“Meu filho é negro, eu não”: a luta antirracista que começa dentro de casa

Fabiana Ramos Gotardo, profissional de marketing, é uma mulher branca de 39 anos, mãe de Maria Luiza, de 10 anos, negra. “Toda vez que eu ouvia uma pessoa negra reclamando de um episódio de racismo, eu pensava: devia ter respondido, gritado, botado o dedo na cara do racista. E quando isso aconteceu pela primeira vez com a minha filha, quando ela era pequena, fiquei completamente sem reação”.

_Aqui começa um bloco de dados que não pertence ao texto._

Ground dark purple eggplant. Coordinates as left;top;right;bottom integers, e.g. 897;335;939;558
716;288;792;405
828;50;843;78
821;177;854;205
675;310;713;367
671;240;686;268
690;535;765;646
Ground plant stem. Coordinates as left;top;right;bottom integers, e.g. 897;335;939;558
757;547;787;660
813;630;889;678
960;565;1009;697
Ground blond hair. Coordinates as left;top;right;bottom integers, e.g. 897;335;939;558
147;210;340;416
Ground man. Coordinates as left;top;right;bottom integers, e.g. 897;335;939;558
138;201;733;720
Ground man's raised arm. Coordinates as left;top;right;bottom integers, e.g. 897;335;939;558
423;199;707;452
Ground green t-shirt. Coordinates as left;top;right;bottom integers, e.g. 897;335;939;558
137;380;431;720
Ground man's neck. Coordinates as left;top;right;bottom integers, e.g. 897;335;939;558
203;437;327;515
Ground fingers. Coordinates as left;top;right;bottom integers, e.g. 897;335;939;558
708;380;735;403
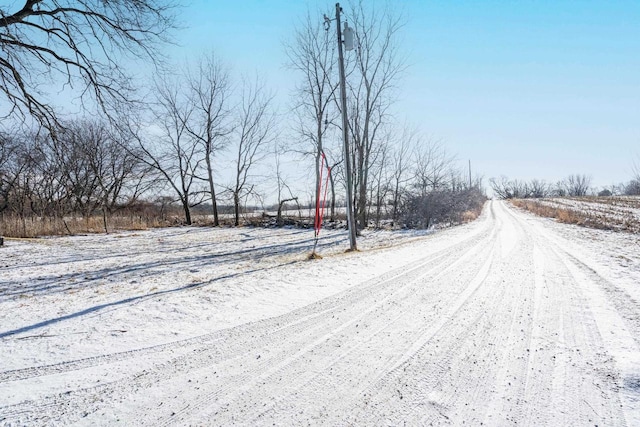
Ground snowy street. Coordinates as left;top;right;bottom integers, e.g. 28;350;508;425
0;201;640;426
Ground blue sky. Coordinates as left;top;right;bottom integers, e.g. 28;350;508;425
168;0;640;186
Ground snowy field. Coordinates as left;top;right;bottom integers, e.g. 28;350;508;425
0;202;640;426
526;196;640;233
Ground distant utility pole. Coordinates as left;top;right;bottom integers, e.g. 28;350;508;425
336;3;358;251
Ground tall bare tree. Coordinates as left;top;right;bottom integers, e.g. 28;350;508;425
285;10;339;227
0;0;175;129
123;76;204;224
186;54;233;226
231;80;276;226
348;1;404;229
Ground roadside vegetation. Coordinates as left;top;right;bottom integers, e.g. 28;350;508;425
0;0;485;237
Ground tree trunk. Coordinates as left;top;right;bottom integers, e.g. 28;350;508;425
233;192;240;227
210;152;222;227
182;197;191;225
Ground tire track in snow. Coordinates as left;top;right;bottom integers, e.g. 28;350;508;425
2;221;496;419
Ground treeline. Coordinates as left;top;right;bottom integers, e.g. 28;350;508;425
489;173;640;199
0;119;485;235
0;2;484;234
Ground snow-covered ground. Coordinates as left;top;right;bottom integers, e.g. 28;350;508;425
526;196;640;233
0;202;640;425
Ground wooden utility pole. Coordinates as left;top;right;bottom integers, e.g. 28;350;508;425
336;3;358;251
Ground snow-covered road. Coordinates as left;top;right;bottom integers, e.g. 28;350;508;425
0;202;640;426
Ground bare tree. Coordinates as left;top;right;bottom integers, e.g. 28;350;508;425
273;144;298;227
0;0;175;129
562;174;591;197
285;14;338;231
349;1;404;229
125;76;203;225
186;54;233;226
390;126;419;222
231;80;276;226
413;139;454;195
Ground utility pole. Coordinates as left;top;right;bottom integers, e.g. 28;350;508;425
336;3;358;251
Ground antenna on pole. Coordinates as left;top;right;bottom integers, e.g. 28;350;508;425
336;3;358;251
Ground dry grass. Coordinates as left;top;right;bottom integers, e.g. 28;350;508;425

Por Marcella Chartier, do Universa

Fabiana e Ader: ela está aprendendo a lidar com o racismo para proteger a filha
Imagem: Arquivo Pessoal

Malu tinha quase dois anos de idade e estava fantasiada de Mulher maravilha em uma festa infantil. Um convidado se aproximou e disse, rindo: “Que mulher maravilha escura, será que está queimada de sol?”. Fabiana só conseguiu, depois de se sentir paralisada pelo comentário, pegar a filha e deixar a festa. “Comecei a entender por que as pessoas que passam por isso a vida inteira muitas vezes não respondem”.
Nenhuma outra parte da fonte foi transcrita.